In a matter of days, yet another major review of the workplace culture across the Territory’s health system will be published.
And without even knowing what it says, there’s already concerns little will have changed.
It was revealed last week the union representing the Territory’s nurses and midwives withdrew from the group overseeing culture reform last December as it became “increasingly untenable” for it to remain a member.
Australian Nursing and Midwifery Federation (ANMF) ACT branch president Matthew Daniel described the oversight group as moving too slowly and failing to make enough progress.
Mr Daniel said the decision to withdraw followed the second annual review which was “quite damning”, particularly in regard to instances of bullying.
Mr Daniels’ withdrawal letter to Health Minister Rachel Stephen-Smith was made public last week – ahead of the government being expected to make its final review of the report public.
That first review, which was announced in 2018, delivered a scathing assessment of the public health system’s culture and highlighted concerns about bullying, burnout, mistrust and overwork.
Following the release of this report, the government formed a group intended to oversee cultural reform (the Cultural Reform Oversight Group).
As part of this process, it agreed to conduct an independent review of the implementation of the recommendations from the initial report.
That group included representatives from ACT Health, Canberra Health Services and other stakeholders.
Until last year, the union was also a member.
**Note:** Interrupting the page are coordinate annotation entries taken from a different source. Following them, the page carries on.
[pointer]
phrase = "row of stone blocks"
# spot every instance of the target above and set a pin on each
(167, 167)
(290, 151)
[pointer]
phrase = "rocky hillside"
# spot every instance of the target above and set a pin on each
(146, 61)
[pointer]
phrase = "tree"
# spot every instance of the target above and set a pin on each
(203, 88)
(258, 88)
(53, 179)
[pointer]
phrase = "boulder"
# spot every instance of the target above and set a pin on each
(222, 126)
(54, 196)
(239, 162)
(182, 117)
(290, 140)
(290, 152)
But last December, the union gave up.
In a letter to Health Minister Rachel Stephen-Smith, Mr Daniel blasted the group as an ineffective forum for addressing the workplace culture issues facing nurses and midwives.
“Given that the annual review marks the second year of the reform program, the ANMF is of the view that the underwhelming results reported in the annual review are not due to the long-term nature of cultural change,” he wrote to Ms Stephen-Smith.
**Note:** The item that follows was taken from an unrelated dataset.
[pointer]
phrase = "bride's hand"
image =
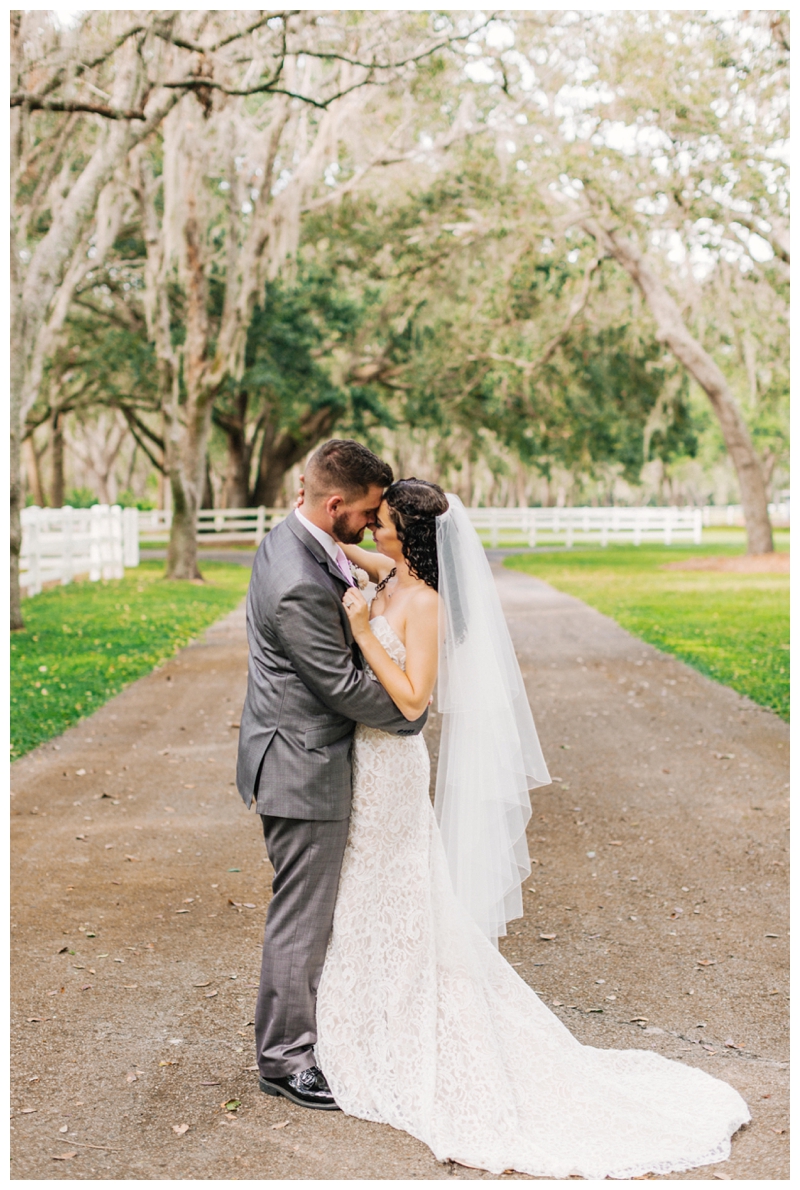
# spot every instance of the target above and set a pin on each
(357, 609)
“[We are] concerned that the results may in fact reflect a lack of urgency, or inability, to achieve real change.”
Mr Daniel told Region that concerns about failing human resource (HR) policies as well as bullying and harassment were still being reported to him by members.
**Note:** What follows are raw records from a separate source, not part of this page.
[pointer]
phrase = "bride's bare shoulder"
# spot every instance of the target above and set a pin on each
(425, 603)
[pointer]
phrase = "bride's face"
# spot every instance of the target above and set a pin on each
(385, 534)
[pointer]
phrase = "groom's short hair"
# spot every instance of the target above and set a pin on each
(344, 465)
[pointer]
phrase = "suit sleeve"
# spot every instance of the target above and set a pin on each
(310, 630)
“After three years, we would expect there to have been significant turnaround … but any change there is will have to have happened in the space of one year as the progress was very slow over the first two years,” he noted.
“There was some great early work done in the space but it was all around the thinking and the planning and those sorts of things … not so much the doing.”
Once the final review is tabled, the health system is expected to take control of the culture reform process.
But Mr Daniel is worried the system remains resistant to change and this may slip unless the hospitals’ progress is monitored by the directorate.
Opposition spokesperson for health Leanne Castley last week questioned the Health Minister about the group’s decision to leave the oversight group.
Ms Castley said she was shocked to learn the group had withdrawn and accused the Government of being more concerned with avoiding negative media attention than with addressing real problems.
“Improving the workplace culture for our frontline staff is vital in ensuring that the ACT has an effective and efficient health system,” Ms Castley said.
“It is shameful that the Minister’s group has been slammed by the union as not doing enough for nurses and midwives’ workplace culture in the short and long term.”